Public Interest Design/Build at CRAFT The Thinking Hand Design/Build School

By Janine de Waal

As an architect, I have designed many large structures. I have seen them rise up from the ground at the bi-weekly site inspections over the years, but I had never physically built anything bigger than a small wall-mounted cupboard.

I always had a desire to make and build things as opposed to only drawing and designing them on paper; taking woodwork in primary school, jewelry design and making in high schoo,l and making bronze castings and ceramics in the years that followed. By chance I picked up a book about Rural Studio and Samuel Mockbee during my university years while studying to be an architect in the 1990s. The idea of designing a structure and then building it just seemed right! I wondered why we were not doing this in South Africa.

Many years went by, but my desire to make the connection between the design and build process remained. Later I read Juhani Pallasmaa’s book “The Thinking Hand”, which emphasised the idea of the Hand-Brain-Eye connection and how one can only truly understand a design or structure by making it. Early in 2016, I became aware of Yestermorrow, and found the courses to be very enticing! Yestermorrow’s byline of “think with your hands” really resonated with me. After looking at the types of courses and the timing, I eventually registered for two courses (making the trip more worthwhile as the flight is a long one from South Africa): Public Interest Design/Build and Timber Framing. My dad joined me on the Timber Framing course. He is a keen woodworker and he was the one who asked me at the age of 10 whether I wanted to take woodworking instead of needlework, a craft usually done by girls.

 

As it happened, the Public Interest Design/Build course was run by two of the three Jersey DevilsSteve Badanes and Jim Adamson, and Bill Bialosky.
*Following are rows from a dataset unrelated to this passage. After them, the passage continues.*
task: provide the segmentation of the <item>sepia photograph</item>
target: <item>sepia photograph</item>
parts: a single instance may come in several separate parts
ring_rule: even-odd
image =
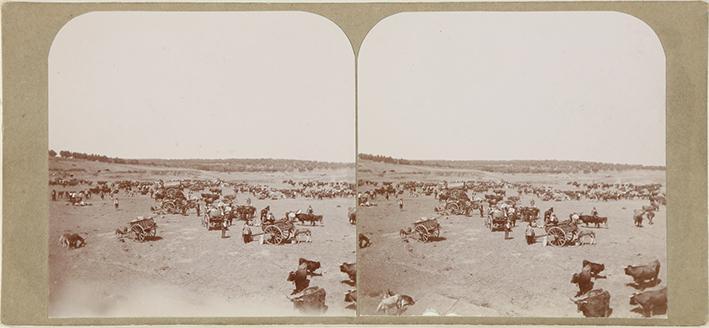
[[[355,315],[355,61],[337,25],[91,12],[48,69],[49,317]]]
[[[358,56],[360,315],[667,318],[665,54],[619,12],[409,12]]]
I could not believe my luck when I found out that Samuel Mockbee had credited the members of Jersey Devils as the inspiration for Rural Studio.  Spending 12-days with them on the Yestermorrow campus was a full circle for me…

 

Being part of the Yestermorrow Public Interest Design/Build workshop made me realize what I need to do for the rest of my life!

 

Back home I started a non-profit design/build school: CRAFT The Thinking Hand Design/Build School. We completed our first Public Interest Design/Build workshop. I managed to twist Jim Adamson’s arm to face the long hours in the African sun to share his knowledge, skills, and fun with us! A colleague, Simone le Grange, joined us for the Design component and my dad, Konstant de Waal, for the Build component of the workshop.

One of the central intentions of the workshop was the up skilling of informal contractors. Modeled on Yestermorrow’s Public Interest Design/Build workshop, it was a 12-day D/B workshop (three days of design and nine days of building). The project was a small artist’s residence structure (approx. 9m²) as part of an extension to the adjacent Nyanga Arts Development Centre (NADC) in Nyanga, Western Cape. We used timber pallets as one of the main building units. We very quickly realized something that John Ringel figured out at an early age:

“Obviously, you did not spend enough time doing warehouse work as a kid.  No two wooden pallets are ever the same.  They are more like snowflakes than manufactured items.  Doing warehouse work, you learn right away that a pallet of items pulled out of a slot between two other pallets will not fit into any other slot in the warehouse, nor will any other pallet in the warehouse fit into that slot.  So dimensionally they are totally inconsistent.”

 We learned plenty of things about pallets; we also taught the informal builders “solar yoga”(inspired by John Ringel); about the “Cape Doctor” (the strong summer south easterly winds that blow away the air pollution in the City and that have a Marilyn Monroe effect on dresses!); the horizontal winter rain from the north west and much more.

I think the connections that you make in life are the what makes life extraordinary! The connections start with the hand-eye-brain and end up connecting amazing people from all over the world, to ensure that we create beautiful, thoughtful objects, and spaces for people to love and use.

 

As Nosisana Nama, a director of the Nyanga Arts Development Centre (for whom we built the artists’ residence) told Jim, there is a Xhosa proverb that says, "once you meet, you will meet again.”